Also included in Lesson 2 are the following technical tips:
- How to compartmentalize WiFi traffic with a VLAN
- The role of VPN in an enterprise wireless network
- Wireless AP placement basics
In this part:
Many WLANs grow organically, morphing from pilot projects into loose-knit production networks. But, like castles built of sand, these WLANs lack the firm foundation required to support a truly secure network. Today's Wi-Fi products implement many different security standards and features: WEP, WPA, WPA2, 802.1X, VPN, VLAN. This webcast explains these alternatives in a clear, concise fashion so that you can choose Wi-Fi products that fit within a network architecture that has been designed with security in mind. (Length: 20 minutes)
WEP has been cracked, WPA is a bandage, and your CSO recommends upgrading to WPA2. Great, but that's just not going to happen overnight. How do you migrate your installed base of legacy equipment?
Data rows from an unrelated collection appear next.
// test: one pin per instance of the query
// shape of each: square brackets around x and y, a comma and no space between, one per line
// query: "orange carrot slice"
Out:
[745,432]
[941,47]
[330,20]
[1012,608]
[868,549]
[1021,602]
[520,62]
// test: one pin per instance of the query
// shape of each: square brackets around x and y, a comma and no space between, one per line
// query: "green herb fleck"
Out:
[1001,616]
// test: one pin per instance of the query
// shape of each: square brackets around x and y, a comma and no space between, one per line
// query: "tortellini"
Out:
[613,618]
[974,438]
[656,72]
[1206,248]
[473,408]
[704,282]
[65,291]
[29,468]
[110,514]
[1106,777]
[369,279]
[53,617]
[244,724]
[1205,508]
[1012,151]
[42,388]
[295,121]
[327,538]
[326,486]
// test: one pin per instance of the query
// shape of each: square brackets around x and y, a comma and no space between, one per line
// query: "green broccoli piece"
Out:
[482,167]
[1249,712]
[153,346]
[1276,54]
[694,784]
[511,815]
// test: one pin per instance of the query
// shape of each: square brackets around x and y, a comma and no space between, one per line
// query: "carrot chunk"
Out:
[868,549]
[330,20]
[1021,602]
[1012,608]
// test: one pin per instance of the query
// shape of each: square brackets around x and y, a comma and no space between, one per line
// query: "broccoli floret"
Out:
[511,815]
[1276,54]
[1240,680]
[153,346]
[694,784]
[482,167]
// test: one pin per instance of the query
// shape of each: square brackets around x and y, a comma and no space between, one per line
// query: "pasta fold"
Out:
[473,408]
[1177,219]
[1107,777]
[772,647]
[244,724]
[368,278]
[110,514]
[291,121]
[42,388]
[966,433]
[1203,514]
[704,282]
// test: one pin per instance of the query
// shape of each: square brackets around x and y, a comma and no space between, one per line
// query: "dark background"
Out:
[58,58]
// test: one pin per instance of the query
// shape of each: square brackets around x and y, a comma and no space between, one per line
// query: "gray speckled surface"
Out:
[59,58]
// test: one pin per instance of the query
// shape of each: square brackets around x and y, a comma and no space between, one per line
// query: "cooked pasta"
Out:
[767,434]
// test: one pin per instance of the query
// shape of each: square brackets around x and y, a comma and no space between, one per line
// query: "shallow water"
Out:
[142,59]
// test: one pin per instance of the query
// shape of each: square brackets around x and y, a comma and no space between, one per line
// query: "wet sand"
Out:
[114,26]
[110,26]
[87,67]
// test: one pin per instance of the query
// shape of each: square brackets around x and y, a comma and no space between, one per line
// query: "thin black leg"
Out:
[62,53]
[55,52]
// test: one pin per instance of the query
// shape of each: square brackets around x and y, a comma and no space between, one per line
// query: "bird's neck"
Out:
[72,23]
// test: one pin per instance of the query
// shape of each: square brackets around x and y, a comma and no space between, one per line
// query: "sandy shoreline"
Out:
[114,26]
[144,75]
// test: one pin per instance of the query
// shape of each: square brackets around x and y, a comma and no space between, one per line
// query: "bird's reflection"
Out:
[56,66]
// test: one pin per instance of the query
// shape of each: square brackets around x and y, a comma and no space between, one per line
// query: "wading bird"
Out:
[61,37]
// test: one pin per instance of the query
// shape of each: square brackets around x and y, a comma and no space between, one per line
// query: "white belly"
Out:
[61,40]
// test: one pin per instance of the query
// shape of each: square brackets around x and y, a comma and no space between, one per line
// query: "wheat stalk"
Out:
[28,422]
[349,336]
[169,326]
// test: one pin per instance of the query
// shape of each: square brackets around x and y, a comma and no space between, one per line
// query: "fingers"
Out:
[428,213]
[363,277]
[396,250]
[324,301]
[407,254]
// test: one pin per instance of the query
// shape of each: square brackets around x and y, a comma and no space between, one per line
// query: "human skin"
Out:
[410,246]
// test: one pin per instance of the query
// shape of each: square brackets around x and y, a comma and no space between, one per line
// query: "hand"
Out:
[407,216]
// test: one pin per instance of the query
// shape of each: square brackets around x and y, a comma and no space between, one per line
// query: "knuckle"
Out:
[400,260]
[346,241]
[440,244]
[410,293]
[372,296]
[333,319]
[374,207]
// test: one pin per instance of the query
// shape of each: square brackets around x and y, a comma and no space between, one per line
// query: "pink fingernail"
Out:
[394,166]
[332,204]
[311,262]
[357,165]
This tip recommends a workable strategy for migration, permitting peaceful coexistence between old and new devices with divergent security features.
Virtual LANs have long been used within enterprise networks to create logical workgroups, independent of physical location or LAN topology. This tip describes how to use these same VLAN capabilities, found in both wired and wireless devices, to tag and compartmentalize Wi-Fi traffic, supporting your company's security and traffic management policies.
Early WLANs frequently re-used remote access VPN clients to overcome the limitations of WEP and related security concerns. But, given improvements in Wi-Fi security, do VPNs still have a role to play in enterprise wireless? What are the practical benefits and limitations of using a VPN over wireless? This tip discusses where to make best use of VPNs and how to smooth over conflicts between WLAN roaming and VPN tunnels.
Many installers make the mistake of treating WLANs just like Ethernet, placing APs in locations that facilitate outsider access to corporate networks. But, from a security perspective, WLANs should be treated like the Internet -- a network composed of trusted and untrusted users. This tip offers network topology and physical positioning recommendations for safer AP deployment.